Chiaramente dipende dai soggetti in questione – in particolare dagli insegnanti – e non dalla tecnologia in sé, se nella Dad si riproducono forme spesso obsolete, ripetitive – a volte perfino violente – di fare scuola fino ad arrivare a pratiche di repressione e mortificazione, come quella di far bendare gli studenti.
L’ETICA È ALLA BASE della didattica a distanza così come dovrebbe esserlo per quella in presenza. Il fondamento e il vertice della pratica di insegnamento – sia essa in aula o da remoto – è la capacità di riflessione, di ragionamento sul comportamento morale per cui si rende necessaria una formazione basata sulle conoscenze applicate, gli strumenti interpretativi, le analisi critiche: questo libro – affrontando la questione della Dad oltre ogni semplificazione e dicotomia, al di là di ogni sentenza di condanna o assoluzione – senza dubbio offre elementi concreti al riguardo.
Non è detto che la Dad debba essere trasmissiva, anzi può esprimere profonde possibilità di partecipazione e laboratoriali. Esistono, però, dei limiti e delle regole di buon senso. Non è scontato ricordare l’importanza del sostegno affettivo e psicologico per bambini/e, ragazze/i che soffrono una condizione di chiusura forzata nelle loro case e sono privati della socializzazione. Non tutti hanno presente che augurare una «buona giornata», chiedere «come state» sono piccoli gesti di attenzione.
La musica postata dal docente o dagli studenti può aiutare a entrare in una situazione empatica, di condivisione delle emozioni. La lezione espositiva non dovrebbe durare più di venti minuti, a essa dovrebbero seguire dibattiti, esercizi, laboratori, forum predisposti per l’interazione. Si possono utilizzare podcast, programmi radio, brevi documentari, webtv. Molto importante è intervallare le lezioni condividendo slides o schede illustrative anche per tenere alta l’attenzione.

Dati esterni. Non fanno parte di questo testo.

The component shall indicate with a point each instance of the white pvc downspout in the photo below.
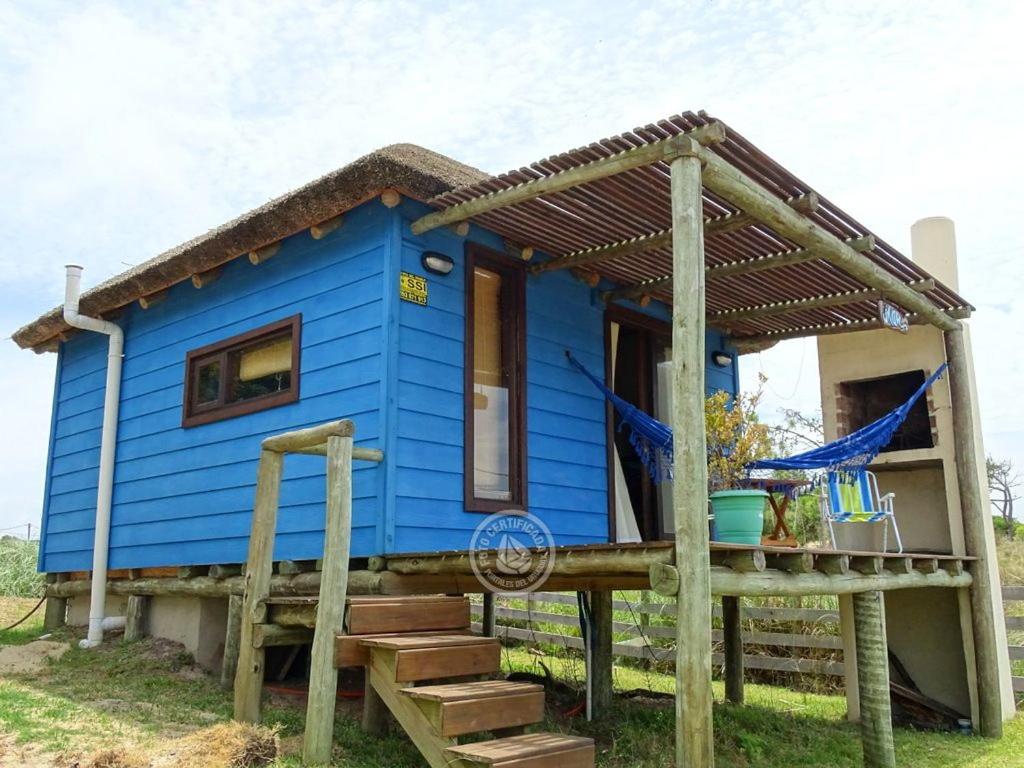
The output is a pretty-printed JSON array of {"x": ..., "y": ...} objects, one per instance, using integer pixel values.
[{"x": 104, "y": 489}]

ANCHE SE NON MANCANO riferimenti storici di straordinaria intelligenza e genialità – primo fra tutti quello del maestro Manzi – va detto che pratiche virtuose stentano a vedersi. Partiamo da un dato di fatto: in molte classi, cellulari, smartphone, tablet sono vietati, per poi diventare indispensabili in fase di lockdown. Insegnanti e alunni, in questo modo, si trovano impreparati. L’incoerenza regna sovrana. Si continua a considerare la tecnologia sostitutiva, o addirittura antitetica alla didattica tradizionale.
La soluzione potrebbe essere fare della Dad un esercizio di continuità con percorsi di formazione in piccoli gruppi, sia in classe che all’aperto. Si andrebbe incontro all’esigenze sanitarie di distanziamento fisico, ma anche alla gestione delle relazioni sociali, consentirebbe di limitare il tempo davanti a uno schermo (certamente non più di 3 ore al giorno) e a offrirebbe possibilità di dialogare sui temi di studio, avendo a disposizione spazi, tempi e libertà di espressione, comunicazione, in un’interazione permanente – e non solo emergenziale – tra ambienti diversi di apprendimento.
LA LETTURA del libro di Perissinotto e Bruschi può fornire orientamenti per la formazione dei docenti su una visione integrata, articolata, inclusiva della Dad basata sulla consapevolezza che la tecnologia non è strumento per sciorinare contenuti, provocando avvilimento, demotivazione e disagio, a volte con rischi di apatia o depressione, ma un mezzo per generare opportunità di autonomia, liberazione delle creatività, dialogo, espressione mentale, emotiva e corporea: da studenti bendati a studenti che ammirano il mondo della conoscenza.